Parquet: Fixes get null values for the nested field partition column #4627

ConeyLiu · 2022-04-25T04:42:32Z

We use ConstantReader for the partition column, and the ConstantReader field column is NullReader.NULL_COLUMN. When the ConstantReader or it's parent(when the parent has the only the constant children) wrapped into OptionReader, the OptionReader will always return null values because the following code:

@Override
public T read(T reuse) {
  if (column.currentDefinitionLevel() > definitionLevel) {  // the `ConstantReader.currentDefinitionLevel` is always 0
    return reader.read(reuse);
  }

  for (TripleIterator<?> child : children) {
    child.nextNull();
  }

  return null;
}

Closes #4626

ConeyLiu · 2022-04-25T04:43:38Z

flink/v1.14/flink/src/test/java/org/apache/iceberg/flink/source/TestFlinkInputFormat.java

@@ -126,6 +131,48 @@ public void testBasicProjection() throws IOException {
    TestHelpers.assertRows(result, expected);
  }

+  @Test
+  public void testReadPartitionColumn() throws Exception {
+    Assume.assumeTrue("Temporary skip ORC", FileFormat.ORC != fileFormat);


Temporary skip ORC test because #4599 is working on fixing it.

ConeyLiu · 2022-04-25T04:44:04Z

spark/v3.2/spark/src/test/java/org/apache/iceberg/spark/source/TestPartitionValues.java

+
+  @Test
+  public void testReadPartitionColumn() throws Exception {
+    Assume.assumeTrue("Temporary skip ORC", !"orc".equals(format));


Same as here too, temporary skip ORC test because #4599 is working on fixing it.

flink/v1.14/flink/src/main/java/org/apache/iceberg/flink/data/FlinkParquetReaders.java

spark/v3.2/spark/src/test/java/org/apache/iceberg/spark/source/StructRecord.java

spark/v3.2/spark/src/test/java/org/apache/iceberg/spark/source/InnerRecord.java

flink/v1.14/flink/src/main/java/org/apache/iceberg/flink/data/FlinkParquetReaders.java

ConeyLiu · 2022-04-29T10:39:41Z

Thanks, @kbendick for the detailed code reviewing. Comments have been addressed. Please take another look when you are free.

kbendick

Hey @ConeyLiu! Thanks for the PR. Sorry for the delay in reviewing it, this seems important.

I tested this locally and you are absolutely correct, this is an issue.

Could you rebase this off of latest master @ConeyLiu?
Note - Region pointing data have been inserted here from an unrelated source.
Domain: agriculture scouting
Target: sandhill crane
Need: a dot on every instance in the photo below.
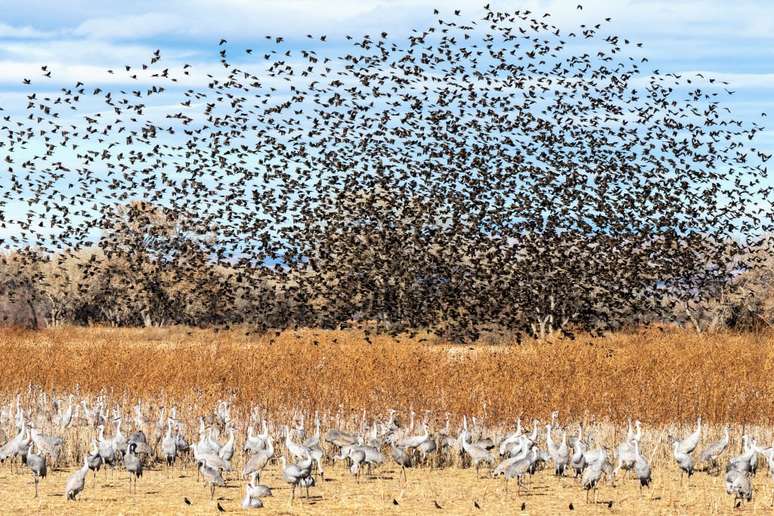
(401, 458)
(180, 443)
(520, 468)
(626, 456)
(254, 492)
(714, 450)
(119, 439)
(510, 438)
(16, 446)
(133, 465)
(46, 444)
(211, 459)
(258, 460)
(641, 467)
(37, 464)
(415, 440)
(559, 454)
(212, 477)
(477, 454)
(684, 461)
(578, 460)
(590, 479)
(94, 460)
(254, 443)
(738, 484)
(356, 457)
(65, 418)
(77, 481)
(106, 449)
(297, 451)
(227, 450)
(169, 446)
(314, 440)
(687, 445)
(746, 462)
(297, 475)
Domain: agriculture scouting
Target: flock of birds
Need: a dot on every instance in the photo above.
(516, 454)
(423, 181)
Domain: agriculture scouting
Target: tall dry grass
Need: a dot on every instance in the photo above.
(658, 376)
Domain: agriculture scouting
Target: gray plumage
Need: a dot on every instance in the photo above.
(133, 465)
(739, 485)
(714, 450)
(77, 481)
(641, 467)
(212, 477)
(37, 464)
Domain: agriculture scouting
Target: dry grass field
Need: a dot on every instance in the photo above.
(663, 377)
(655, 375)
(454, 489)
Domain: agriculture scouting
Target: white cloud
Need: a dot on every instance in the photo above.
(26, 32)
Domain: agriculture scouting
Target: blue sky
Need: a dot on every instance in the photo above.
(82, 39)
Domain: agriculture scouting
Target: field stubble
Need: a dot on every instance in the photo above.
(660, 377)
(664, 378)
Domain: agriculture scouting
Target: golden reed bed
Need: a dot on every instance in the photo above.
(659, 376)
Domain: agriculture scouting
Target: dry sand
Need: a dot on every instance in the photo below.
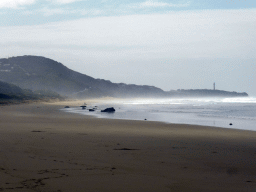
(45, 149)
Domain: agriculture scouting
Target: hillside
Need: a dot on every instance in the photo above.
(10, 93)
(37, 73)
(40, 73)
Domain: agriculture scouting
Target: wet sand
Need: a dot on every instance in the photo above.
(45, 149)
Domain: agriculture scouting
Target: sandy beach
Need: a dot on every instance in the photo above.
(45, 149)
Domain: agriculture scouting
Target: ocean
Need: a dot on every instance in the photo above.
(235, 113)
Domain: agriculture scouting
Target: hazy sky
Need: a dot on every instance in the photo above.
(169, 44)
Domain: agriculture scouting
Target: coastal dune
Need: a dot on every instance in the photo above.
(45, 149)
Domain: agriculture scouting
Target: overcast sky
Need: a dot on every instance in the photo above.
(187, 44)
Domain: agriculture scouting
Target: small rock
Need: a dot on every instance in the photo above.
(109, 110)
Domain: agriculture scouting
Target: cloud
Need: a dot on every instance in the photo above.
(178, 49)
(183, 34)
(157, 4)
(15, 3)
(64, 1)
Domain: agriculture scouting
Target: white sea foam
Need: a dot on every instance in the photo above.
(219, 112)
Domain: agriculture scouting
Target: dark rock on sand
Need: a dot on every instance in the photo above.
(109, 110)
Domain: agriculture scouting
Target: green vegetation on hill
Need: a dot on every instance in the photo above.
(10, 94)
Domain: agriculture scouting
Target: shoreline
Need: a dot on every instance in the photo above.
(44, 149)
(164, 117)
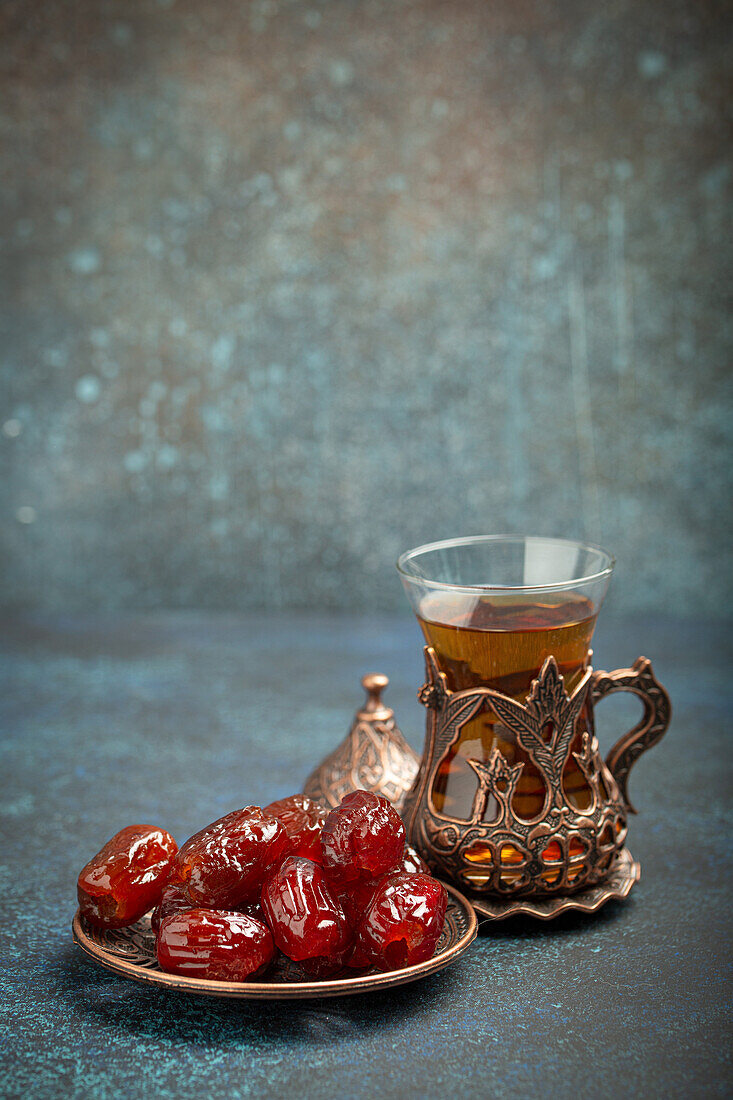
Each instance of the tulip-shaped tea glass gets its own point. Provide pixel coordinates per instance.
(513, 798)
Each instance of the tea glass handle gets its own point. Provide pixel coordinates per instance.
(641, 681)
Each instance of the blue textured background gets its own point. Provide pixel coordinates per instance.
(293, 286)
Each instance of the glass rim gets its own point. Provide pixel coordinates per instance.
(472, 539)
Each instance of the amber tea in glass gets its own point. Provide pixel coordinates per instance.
(493, 608)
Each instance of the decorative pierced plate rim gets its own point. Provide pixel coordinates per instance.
(625, 872)
(139, 934)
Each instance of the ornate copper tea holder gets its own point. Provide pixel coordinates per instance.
(568, 856)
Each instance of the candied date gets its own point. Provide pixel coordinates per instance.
(303, 820)
(403, 922)
(362, 838)
(306, 920)
(127, 877)
(212, 944)
(225, 864)
(173, 900)
(412, 862)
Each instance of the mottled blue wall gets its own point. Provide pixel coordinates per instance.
(293, 286)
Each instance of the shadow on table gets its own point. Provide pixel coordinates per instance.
(150, 1013)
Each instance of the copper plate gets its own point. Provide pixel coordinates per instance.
(131, 953)
(622, 877)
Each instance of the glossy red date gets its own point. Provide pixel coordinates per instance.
(306, 920)
(361, 839)
(225, 864)
(127, 877)
(403, 923)
(303, 820)
(216, 945)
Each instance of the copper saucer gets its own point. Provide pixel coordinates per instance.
(622, 877)
(131, 953)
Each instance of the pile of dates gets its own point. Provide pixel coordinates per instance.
(335, 892)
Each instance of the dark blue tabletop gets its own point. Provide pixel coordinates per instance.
(174, 719)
There have been changes in TestFlinkInputFormat class it seems (and we're on 1.15 now, technically, but that's not too urgent).

cc @rdblue

kbendick · 2022-05-13T16:34:47Z

flink/v1.14/flink/src/main/java/org/apache/iceberg/flink/data/FlinkParquetReaders.java

@@ -112,11 +116,14 @@ public ParquetValueReader<RowData> struct(Types.StructType expected, GroupType s
      List<ParquetValueReader<?>> reorderedFields = Lists.newArrayListWithExpectedSize(
          expectedFields.size());
      List<Type> types = Lists.newArrayListWithExpectedSize(expectedFields.size());
+      // Inferring MaxDefinitionLevel from parent field
+      int inferredMaxDefinitionLevel = type.getMaxDefinitionLevel(currentPath());


Nit: Now that we're putting the field depth into the map maxDefinitionLevelsById, and we have the same check for idToConstant.containsKey(id), do we need to have this fallback?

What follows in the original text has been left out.